In the control synthesis problem, it is necessary to find a control function as a function of the state space vector as follows:

$$\mathbf{u}=\mathbf{g}({\mathbf{x}}^f-\mathbf{x}).$$

(57)

If the control function (57) is placed in the right part of the ODE system (44), then the system will have a particular solution from any initial state of (47) that will reach the given terminal state (46) with an optimal value of the quality criterion (52).

The control synthesis problem may be effectively solved using symbolic regression methods. Here, the network operator method was applied.

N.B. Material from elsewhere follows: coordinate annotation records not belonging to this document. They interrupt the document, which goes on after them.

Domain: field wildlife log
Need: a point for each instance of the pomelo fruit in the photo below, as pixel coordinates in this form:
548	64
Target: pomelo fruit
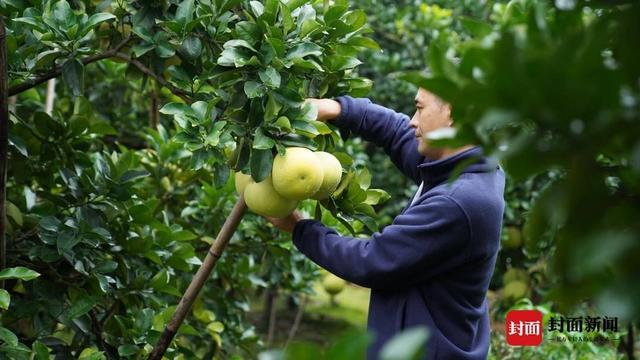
241	181
297	174
332	174
262	199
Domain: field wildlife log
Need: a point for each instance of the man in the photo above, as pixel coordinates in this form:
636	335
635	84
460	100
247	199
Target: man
432	266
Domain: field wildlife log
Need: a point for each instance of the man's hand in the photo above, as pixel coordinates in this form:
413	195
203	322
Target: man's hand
287	223
328	109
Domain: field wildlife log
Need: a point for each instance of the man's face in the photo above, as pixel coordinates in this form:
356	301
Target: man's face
432	113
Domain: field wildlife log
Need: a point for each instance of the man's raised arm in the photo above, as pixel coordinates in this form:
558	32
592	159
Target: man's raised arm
384	127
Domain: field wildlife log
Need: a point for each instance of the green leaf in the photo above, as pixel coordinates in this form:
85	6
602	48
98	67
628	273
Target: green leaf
5	299
270	77
94	20
236	57
91	354
128	350
132	175
81	306
361	41
141	49
272	109
63	14
66	240
14	213
183	235
409	344
191	48
305	127
216	327
239	43
308	27
334	13
49	223
355	19
301	50
178	109
339	63
38	25
18	272
283	123
260	164
248	31
160	280
262	141
73	76
253	89
257	8
477	28
8	337
184	14
221	173
40	350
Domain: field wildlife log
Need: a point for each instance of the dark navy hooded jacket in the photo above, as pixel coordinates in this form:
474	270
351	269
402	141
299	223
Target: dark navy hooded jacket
432	266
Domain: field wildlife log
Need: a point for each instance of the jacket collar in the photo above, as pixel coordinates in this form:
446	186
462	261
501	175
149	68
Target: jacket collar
471	160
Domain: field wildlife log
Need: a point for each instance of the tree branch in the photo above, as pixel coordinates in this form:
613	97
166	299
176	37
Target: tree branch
184	95
4	144
28	84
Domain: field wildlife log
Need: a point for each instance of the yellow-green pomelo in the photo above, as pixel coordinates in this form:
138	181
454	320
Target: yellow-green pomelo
332	174
262	199
515	274
512	239
515	290
242	180
333	285
297	174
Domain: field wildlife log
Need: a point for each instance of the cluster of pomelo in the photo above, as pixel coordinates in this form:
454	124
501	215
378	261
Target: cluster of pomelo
297	175
516	285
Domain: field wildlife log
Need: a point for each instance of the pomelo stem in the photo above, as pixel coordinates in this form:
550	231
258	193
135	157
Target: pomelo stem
190	295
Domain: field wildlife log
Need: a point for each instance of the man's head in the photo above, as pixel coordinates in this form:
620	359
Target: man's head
432	113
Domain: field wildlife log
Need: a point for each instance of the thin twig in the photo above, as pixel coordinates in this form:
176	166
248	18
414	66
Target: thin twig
4	144
97	331
55	72
272	317
184	95
296	321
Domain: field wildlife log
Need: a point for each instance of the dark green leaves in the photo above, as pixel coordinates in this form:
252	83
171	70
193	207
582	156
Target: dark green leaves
253	89
5	299
191	48
19	272
304	49
260	164
270	77
73	75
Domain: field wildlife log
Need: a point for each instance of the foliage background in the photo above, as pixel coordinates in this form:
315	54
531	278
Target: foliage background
115	194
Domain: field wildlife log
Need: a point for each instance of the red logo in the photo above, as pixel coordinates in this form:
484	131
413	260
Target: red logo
524	327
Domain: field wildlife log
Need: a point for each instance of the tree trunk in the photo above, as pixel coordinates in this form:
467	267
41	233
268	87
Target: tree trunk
4	144
192	292
51	95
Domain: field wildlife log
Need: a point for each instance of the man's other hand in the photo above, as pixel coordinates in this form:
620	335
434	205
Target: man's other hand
328	109
286	223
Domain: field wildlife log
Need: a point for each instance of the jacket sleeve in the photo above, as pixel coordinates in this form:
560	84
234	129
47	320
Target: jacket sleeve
385	128
429	239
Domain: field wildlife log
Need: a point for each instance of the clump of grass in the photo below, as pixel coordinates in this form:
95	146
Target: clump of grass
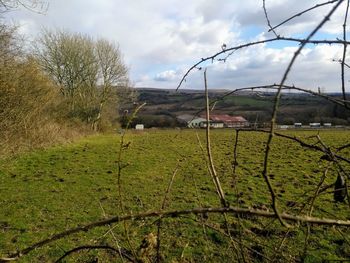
47	191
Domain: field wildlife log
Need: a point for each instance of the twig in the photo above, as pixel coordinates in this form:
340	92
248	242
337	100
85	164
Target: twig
344	54
177	213
210	158
228	50
274	113
162	208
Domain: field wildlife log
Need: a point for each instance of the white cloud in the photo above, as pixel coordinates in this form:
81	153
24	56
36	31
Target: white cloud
162	39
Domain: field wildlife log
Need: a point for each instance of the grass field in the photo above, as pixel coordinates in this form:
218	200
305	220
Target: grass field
47	191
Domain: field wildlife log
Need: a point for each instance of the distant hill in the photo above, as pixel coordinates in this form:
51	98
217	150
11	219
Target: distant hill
163	105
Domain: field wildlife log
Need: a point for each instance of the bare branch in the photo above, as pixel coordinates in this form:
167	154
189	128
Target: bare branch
268	20
303	12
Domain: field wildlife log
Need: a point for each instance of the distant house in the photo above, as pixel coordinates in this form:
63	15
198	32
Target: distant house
185	119
284	127
230	121
139	127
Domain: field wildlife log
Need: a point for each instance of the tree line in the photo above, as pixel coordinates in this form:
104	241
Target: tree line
64	84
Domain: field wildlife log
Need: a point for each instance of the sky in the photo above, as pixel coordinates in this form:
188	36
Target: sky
161	39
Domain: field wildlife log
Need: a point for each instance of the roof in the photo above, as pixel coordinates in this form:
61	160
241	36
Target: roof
227	118
186	117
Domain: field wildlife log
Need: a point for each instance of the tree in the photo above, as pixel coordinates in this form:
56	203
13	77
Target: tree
89	73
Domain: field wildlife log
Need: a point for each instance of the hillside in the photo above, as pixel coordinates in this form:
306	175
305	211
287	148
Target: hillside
164	105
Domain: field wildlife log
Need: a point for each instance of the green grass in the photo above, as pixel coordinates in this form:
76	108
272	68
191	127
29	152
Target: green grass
47	191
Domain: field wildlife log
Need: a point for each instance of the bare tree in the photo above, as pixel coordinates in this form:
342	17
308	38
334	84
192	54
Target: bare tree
112	74
33	5
88	72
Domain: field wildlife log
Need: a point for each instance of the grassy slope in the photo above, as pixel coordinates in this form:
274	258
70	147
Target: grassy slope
47	191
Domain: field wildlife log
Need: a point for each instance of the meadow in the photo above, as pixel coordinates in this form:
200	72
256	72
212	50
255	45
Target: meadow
47	191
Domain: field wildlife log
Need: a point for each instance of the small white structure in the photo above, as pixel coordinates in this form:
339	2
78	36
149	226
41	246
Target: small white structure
212	124
139	127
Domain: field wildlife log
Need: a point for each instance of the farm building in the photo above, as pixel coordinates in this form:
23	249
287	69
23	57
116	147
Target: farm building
315	125
185	119
213	124
230	121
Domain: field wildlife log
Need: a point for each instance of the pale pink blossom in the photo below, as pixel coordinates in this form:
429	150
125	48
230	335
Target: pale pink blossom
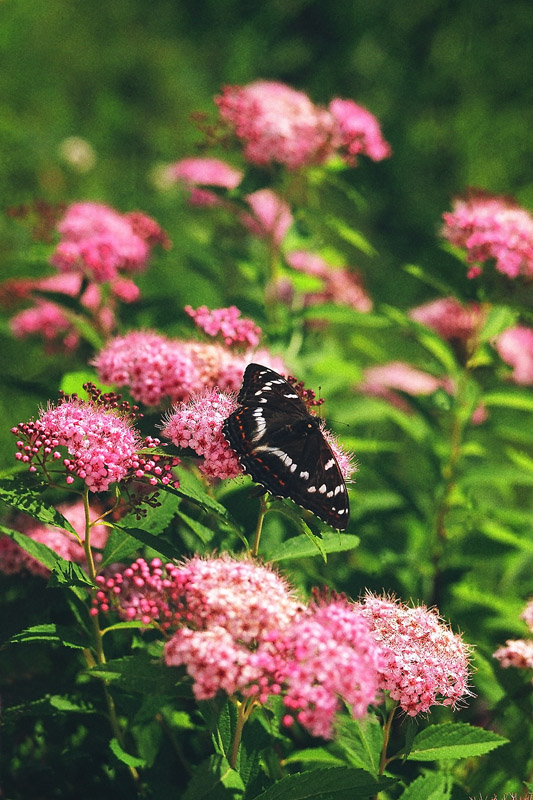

The network operator method was performed with the following parameters: an NOP matrix size of $32\times 32$, 12 source nodes for the NOP graph, including 6 nodes for variables and 6 nodes for searched parameters, and 4 sink nodes for the output components of the control vector. The variational genetic algorithm parameters were as follows: the number of possible solutions in the initial population—1024; the number of crossover operations in one generation—128; the number of generations—128; the depth of variation—7; the number of generations between change in the basic solution—20; the number of bits for coding a parameter—16.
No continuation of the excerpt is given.